Par ailleurs, France Télécom étant une entreprise verticalement intégrée fournissant tout type de prestations de détail et de gros, il est également nécessaire et proportionné, qu'elle présente les prestations qu'elle offre de façon suffisamment claire et détaillée, et qu'elle ne subordonne pas l'octroi d'une prestation à une autre, afin de ne pas conduire les acteurs à payer pour des prestations qui ne leur seraient pas nécessaires.
Enfin, France Télécom devra, conformément à l'article D. 310 (2°), négocier de bonne foi avec les opérateurs qui demandent des prestations d'accès relatives à ces marchés, afin, d'une part, de minimiser les cas de litige et, d'autre part, de ne pas profiter de l'influence significative qu'elle exerce sur ces marchés pour durcir les négociations avec les opérateurs.
Ces obligations sont conformes aux critères fixés par l'article L. 38 V en particulier les a, b et d en ce qu'elles sont aujourd'hui fournies par France Télécom et permettent le développement de la concurrence. Elles sont proportionnées aux objectifs fixés à l'article L. 32-1-II du CPCE précités, en particulier les 2°, 3° et 4°.

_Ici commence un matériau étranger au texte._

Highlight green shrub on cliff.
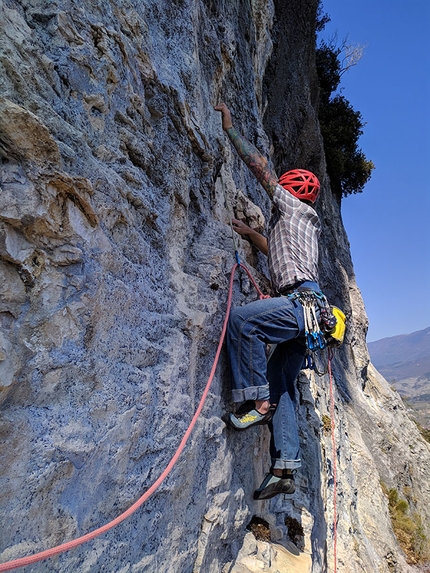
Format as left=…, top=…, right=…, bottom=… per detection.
left=316, top=38, right=375, bottom=200
left=381, top=482, right=430, bottom=565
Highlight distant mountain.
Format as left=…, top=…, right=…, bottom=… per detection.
left=368, top=326, right=430, bottom=380
left=368, top=327, right=430, bottom=428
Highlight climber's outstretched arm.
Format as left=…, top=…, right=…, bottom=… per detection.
left=214, top=103, right=278, bottom=199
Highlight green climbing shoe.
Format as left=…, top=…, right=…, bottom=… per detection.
left=226, top=407, right=272, bottom=431
left=253, top=471, right=295, bottom=500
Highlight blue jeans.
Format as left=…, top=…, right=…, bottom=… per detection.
left=226, top=295, right=307, bottom=470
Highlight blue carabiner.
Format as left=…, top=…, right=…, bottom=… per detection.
left=317, top=331, right=326, bottom=349
left=312, top=332, right=319, bottom=350
left=307, top=332, right=317, bottom=351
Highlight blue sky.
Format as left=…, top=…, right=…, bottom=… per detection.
left=319, top=0, right=430, bottom=342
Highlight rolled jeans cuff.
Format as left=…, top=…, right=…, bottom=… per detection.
left=272, top=458, right=302, bottom=470
left=231, top=384, right=270, bottom=404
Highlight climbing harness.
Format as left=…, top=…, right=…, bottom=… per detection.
left=299, top=291, right=327, bottom=352
left=286, top=289, right=345, bottom=374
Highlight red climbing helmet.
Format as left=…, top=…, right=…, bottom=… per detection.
left=278, top=169, right=320, bottom=203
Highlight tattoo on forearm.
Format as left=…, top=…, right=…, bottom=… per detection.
left=226, top=127, right=277, bottom=197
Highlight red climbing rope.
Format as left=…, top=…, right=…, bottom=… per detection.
left=328, top=349, right=337, bottom=573
left=238, top=262, right=270, bottom=300
left=0, top=262, right=266, bottom=572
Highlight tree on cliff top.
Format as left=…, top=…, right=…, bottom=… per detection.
left=316, top=38, right=375, bottom=200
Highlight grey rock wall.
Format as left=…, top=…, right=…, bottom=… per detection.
left=0, top=1, right=429, bottom=572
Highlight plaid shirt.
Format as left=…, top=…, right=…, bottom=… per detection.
left=267, top=184, right=321, bottom=292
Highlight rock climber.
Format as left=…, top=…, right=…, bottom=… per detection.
left=215, top=102, right=322, bottom=500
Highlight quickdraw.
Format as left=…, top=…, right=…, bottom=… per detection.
left=301, top=291, right=327, bottom=351
left=287, top=289, right=339, bottom=373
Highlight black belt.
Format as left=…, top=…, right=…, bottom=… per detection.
left=279, top=287, right=313, bottom=296
left=278, top=280, right=320, bottom=296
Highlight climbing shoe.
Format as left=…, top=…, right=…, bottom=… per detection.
left=253, top=470, right=295, bottom=500
left=226, top=406, right=272, bottom=431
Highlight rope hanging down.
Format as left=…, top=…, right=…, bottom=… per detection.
left=328, top=348, right=338, bottom=573
left=0, top=262, right=266, bottom=572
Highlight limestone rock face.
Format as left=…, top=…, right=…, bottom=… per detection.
left=0, top=1, right=429, bottom=572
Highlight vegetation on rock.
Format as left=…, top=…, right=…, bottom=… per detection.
left=381, top=482, right=430, bottom=566
left=415, top=420, right=430, bottom=444
left=315, top=9, right=375, bottom=200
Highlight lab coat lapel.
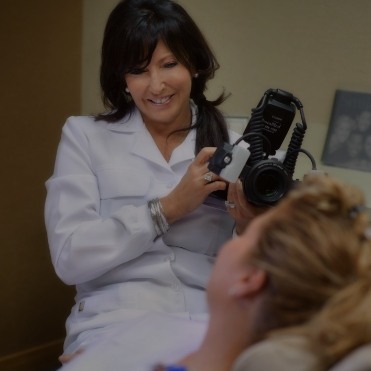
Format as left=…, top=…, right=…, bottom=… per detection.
left=131, top=130, right=170, bottom=168
left=106, top=110, right=168, bottom=168
left=106, top=108, right=196, bottom=168
left=168, top=129, right=196, bottom=166
left=131, top=128, right=196, bottom=168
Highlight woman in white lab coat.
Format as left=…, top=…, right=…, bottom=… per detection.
left=45, top=0, right=255, bottom=361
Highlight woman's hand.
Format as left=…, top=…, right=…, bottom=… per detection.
left=226, top=180, right=270, bottom=235
left=161, top=147, right=227, bottom=223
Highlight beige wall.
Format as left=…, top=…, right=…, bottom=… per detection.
left=0, top=1, right=81, bottom=369
left=82, top=0, right=371, bottom=205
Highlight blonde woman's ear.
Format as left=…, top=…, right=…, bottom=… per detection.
left=228, top=268, right=266, bottom=299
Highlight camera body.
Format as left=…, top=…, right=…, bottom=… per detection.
left=244, top=89, right=296, bottom=156
left=208, top=89, right=307, bottom=207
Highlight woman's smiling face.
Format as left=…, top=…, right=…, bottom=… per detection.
left=124, top=40, right=193, bottom=131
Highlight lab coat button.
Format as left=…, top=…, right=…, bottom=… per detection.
left=78, top=301, right=85, bottom=312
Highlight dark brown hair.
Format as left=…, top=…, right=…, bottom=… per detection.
left=96, top=0, right=230, bottom=153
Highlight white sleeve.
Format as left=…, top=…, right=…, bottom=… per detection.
left=45, top=118, right=156, bottom=285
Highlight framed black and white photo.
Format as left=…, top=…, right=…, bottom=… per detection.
left=322, top=90, right=371, bottom=172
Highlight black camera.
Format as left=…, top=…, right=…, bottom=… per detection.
left=208, top=88, right=311, bottom=207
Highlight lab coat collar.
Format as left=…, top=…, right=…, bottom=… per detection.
left=106, top=106, right=197, bottom=168
left=106, top=108, right=145, bottom=133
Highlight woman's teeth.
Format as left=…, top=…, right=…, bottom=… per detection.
left=151, top=96, right=172, bottom=104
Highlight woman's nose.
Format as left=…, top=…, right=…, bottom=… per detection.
left=148, top=71, right=165, bottom=94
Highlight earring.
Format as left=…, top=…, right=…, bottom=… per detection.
left=193, top=73, right=199, bottom=78
left=124, top=88, right=132, bottom=102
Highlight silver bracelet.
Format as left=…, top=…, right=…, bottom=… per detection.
left=147, top=198, right=170, bottom=236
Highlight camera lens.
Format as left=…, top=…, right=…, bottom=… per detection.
left=241, top=159, right=292, bottom=207
left=255, top=172, right=283, bottom=198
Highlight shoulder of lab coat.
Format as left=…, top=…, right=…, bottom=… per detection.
left=45, top=111, right=160, bottom=285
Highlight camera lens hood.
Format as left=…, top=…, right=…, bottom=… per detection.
left=241, top=159, right=292, bottom=207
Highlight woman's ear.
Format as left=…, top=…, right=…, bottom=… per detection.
left=229, top=267, right=266, bottom=299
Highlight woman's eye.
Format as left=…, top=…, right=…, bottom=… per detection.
left=164, top=61, right=178, bottom=69
left=128, top=68, right=146, bottom=75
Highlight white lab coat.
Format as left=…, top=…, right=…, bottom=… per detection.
left=59, top=312, right=208, bottom=371
left=45, top=107, right=238, bottom=353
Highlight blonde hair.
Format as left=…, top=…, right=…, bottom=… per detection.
left=250, top=174, right=371, bottom=368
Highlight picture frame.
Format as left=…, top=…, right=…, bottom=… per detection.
left=322, top=90, right=371, bottom=172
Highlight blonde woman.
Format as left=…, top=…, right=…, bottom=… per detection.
left=165, top=174, right=371, bottom=371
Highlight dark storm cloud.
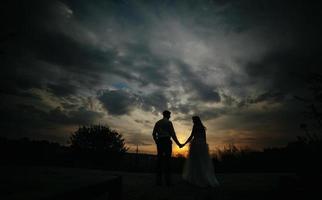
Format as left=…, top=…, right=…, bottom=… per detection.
left=97, top=89, right=139, bottom=116
left=215, top=0, right=322, bottom=96
left=211, top=0, right=321, bottom=32
left=1, top=0, right=108, bottom=97
left=2, top=0, right=321, bottom=94
left=220, top=91, right=287, bottom=109
left=2, top=0, right=174, bottom=97
left=243, top=45, right=322, bottom=96
left=114, top=43, right=172, bottom=87
left=48, top=106, right=104, bottom=125
left=176, top=61, right=221, bottom=103
left=248, top=91, right=286, bottom=104
left=30, top=31, right=117, bottom=71
left=0, top=104, right=104, bottom=139
left=3, top=0, right=216, bottom=104
left=140, top=91, right=169, bottom=112
left=46, top=83, right=79, bottom=97
left=2, top=104, right=102, bottom=127
left=97, top=89, right=169, bottom=115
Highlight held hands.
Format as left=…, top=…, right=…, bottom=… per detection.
left=178, top=140, right=189, bottom=148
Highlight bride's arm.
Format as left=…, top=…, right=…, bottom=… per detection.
left=183, top=128, right=194, bottom=146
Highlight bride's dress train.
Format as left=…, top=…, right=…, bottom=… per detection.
left=182, top=138, right=219, bottom=187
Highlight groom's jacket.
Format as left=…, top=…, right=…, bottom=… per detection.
left=152, top=118, right=176, bottom=140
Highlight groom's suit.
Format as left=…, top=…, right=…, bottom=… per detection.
left=152, top=117, right=177, bottom=186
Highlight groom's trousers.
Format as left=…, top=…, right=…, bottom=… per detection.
left=156, top=137, right=172, bottom=185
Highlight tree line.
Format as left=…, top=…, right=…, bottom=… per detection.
left=1, top=124, right=321, bottom=174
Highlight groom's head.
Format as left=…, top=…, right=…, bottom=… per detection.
left=162, top=110, right=171, bottom=119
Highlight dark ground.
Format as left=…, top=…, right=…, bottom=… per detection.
left=1, top=165, right=314, bottom=200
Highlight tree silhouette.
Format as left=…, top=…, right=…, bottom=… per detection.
left=295, top=73, right=322, bottom=137
left=70, top=125, right=128, bottom=154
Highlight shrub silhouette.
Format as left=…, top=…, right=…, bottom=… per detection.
left=70, top=125, right=128, bottom=154
left=69, top=125, right=128, bottom=169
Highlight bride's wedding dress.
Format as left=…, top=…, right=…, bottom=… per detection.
left=182, top=126, right=219, bottom=187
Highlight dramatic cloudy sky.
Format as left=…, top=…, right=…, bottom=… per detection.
left=1, top=0, right=321, bottom=154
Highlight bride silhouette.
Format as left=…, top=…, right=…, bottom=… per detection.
left=182, top=116, right=219, bottom=187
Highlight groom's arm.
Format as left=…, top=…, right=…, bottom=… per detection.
left=169, top=122, right=181, bottom=147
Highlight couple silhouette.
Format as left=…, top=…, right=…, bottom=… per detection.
left=152, top=110, right=219, bottom=187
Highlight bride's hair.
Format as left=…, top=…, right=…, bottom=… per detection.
left=192, top=116, right=206, bottom=130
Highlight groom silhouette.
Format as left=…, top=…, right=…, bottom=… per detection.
left=152, top=110, right=182, bottom=186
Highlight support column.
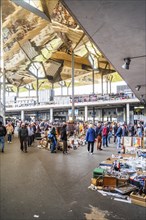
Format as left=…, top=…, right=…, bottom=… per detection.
left=126, top=103, right=130, bottom=125
left=71, top=51, right=75, bottom=121
left=105, top=76, right=108, bottom=94
left=21, top=110, right=25, bottom=122
left=109, top=75, right=113, bottom=94
left=50, top=108, right=53, bottom=123
left=101, top=73, right=103, bottom=95
left=61, top=85, right=63, bottom=96
left=2, top=71, right=6, bottom=125
left=36, top=77, right=39, bottom=104
left=85, top=105, right=88, bottom=122
left=101, top=108, right=104, bottom=122
left=123, top=106, right=126, bottom=122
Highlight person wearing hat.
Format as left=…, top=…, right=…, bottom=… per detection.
left=0, top=121, right=7, bottom=153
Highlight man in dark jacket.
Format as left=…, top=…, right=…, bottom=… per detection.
left=116, top=122, right=122, bottom=153
left=0, top=121, right=7, bottom=152
left=95, top=123, right=102, bottom=150
left=86, top=124, right=96, bottom=154
left=18, top=123, right=28, bottom=152
left=61, top=123, right=68, bottom=154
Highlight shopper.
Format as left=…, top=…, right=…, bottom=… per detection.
left=6, top=122, right=14, bottom=143
left=86, top=124, right=96, bottom=154
left=48, top=127, right=57, bottom=153
left=27, top=124, right=34, bottom=147
left=61, top=123, right=68, bottom=154
left=128, top=123, right=135, bottom=137
left=137, top=123, right=143, bottom=137
left=18, top=123, right=29, bottom=153
left=95, top=122, right=102, bottom=150
left=0, top=121, right=7, bottom=153
left=107, top=123, right=113, bottom=144
left=113, top=122, right=118, bottom=143
left=115, top=122, right=123, bottom=153
left=102, top=122, right=108, bottom=147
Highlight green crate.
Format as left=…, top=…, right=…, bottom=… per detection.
left=93, top=167, right=105, bottom=178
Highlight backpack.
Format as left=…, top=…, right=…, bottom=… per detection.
left=48, top=133, right=54, bottom=140
left=20, top=128, right=28, bottom=137
left=102, top=127, right=108, bottom=136
left=0, top=125, right=6, bottom=136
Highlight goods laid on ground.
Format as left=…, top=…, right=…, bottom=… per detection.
left=89, top=148, right=146, bottom=207
left=36, top=132, right=86, bottom=152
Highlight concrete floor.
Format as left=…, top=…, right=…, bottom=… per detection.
left=0, top=137, right=146, bottom=220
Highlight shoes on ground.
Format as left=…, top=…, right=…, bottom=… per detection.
left=2, top=150, right=4, bottom=153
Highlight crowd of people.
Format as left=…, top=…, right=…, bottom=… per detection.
left=0, top=119, right=146, bottom=154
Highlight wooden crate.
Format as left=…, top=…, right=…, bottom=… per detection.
left=130, top=192, right=146, bottom=207
left=103, top=176, right=117, bottom=187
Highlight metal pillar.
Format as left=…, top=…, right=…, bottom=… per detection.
left=106, top=76, right=108, bottom=94
left=2, top=72, right=6, bottom=125
left=101, top=108, right=104, bottom=122
left=123, top=106, right=126, bottom=122
left=50, top=108, right=53, bottom=123
left=71, top=51, right=75, bottom=121
left=1, top=7, right=5, bottom=124
left=61, top=85, right=63, bottom=96
left=109, top=75, right=113, bottom=94
left=16, top=87, right=19, bottom=97
left=92, top=67, right=95, bottom=94
left=101, top=73, right=103, bottom=96
left=36, top=77, right=39, bottom=105
left=50, top=83, right=54, bottom=101
left=21, top=110, right=25, bottom=122
left=85, top=105, right=88, bottom=121
left=92, top=65, right=95, bottom=124
left=126, top=103, right=130, bottom=125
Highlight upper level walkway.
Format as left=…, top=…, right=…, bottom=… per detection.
left=6, top=98, right=140, bottom=113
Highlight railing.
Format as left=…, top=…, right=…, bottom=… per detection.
left=5, top=93, right=137, bottom=108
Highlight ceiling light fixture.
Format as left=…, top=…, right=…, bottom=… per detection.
left=135, top=84, right=146, bottom=91
left=135, top=85, right=141, bottom=91
left=122, top=58, right=131, bottom=70
left=122, top=55, right=146, bottom=70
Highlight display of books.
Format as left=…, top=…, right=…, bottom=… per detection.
left=133, top=137, right=142, bottom=147
left=125, top=146, right=136, bottom=154
left=124, top=137, right=132, bottom=147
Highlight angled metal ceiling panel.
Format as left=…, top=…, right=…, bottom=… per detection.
left=62, top=0, right=146, bottom=103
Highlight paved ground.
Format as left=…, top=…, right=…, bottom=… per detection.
left=0, top=136, right=146, bottom=220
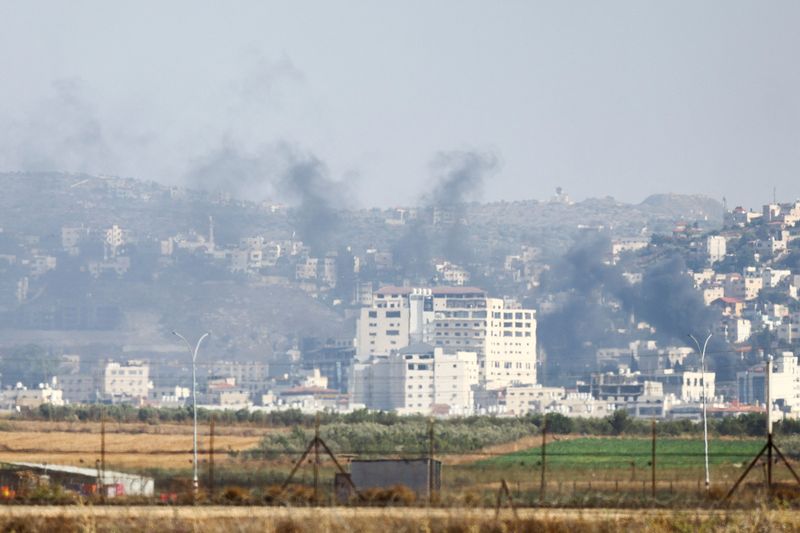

IV-2.1.1.1. Prestations d'accès et d'interconnexion associées

Les offres d'accès et d'interconnexion incluent un ensemble de prestations élémentaires dont la fourniture est nécessaire au bon acheminement des communications des opérateurs alternatifs et à leur activité. Ces prestations associées comprennent notamment les prestations de raccordement aux sites d'interconnexion et d'accès et la prestation de reversement.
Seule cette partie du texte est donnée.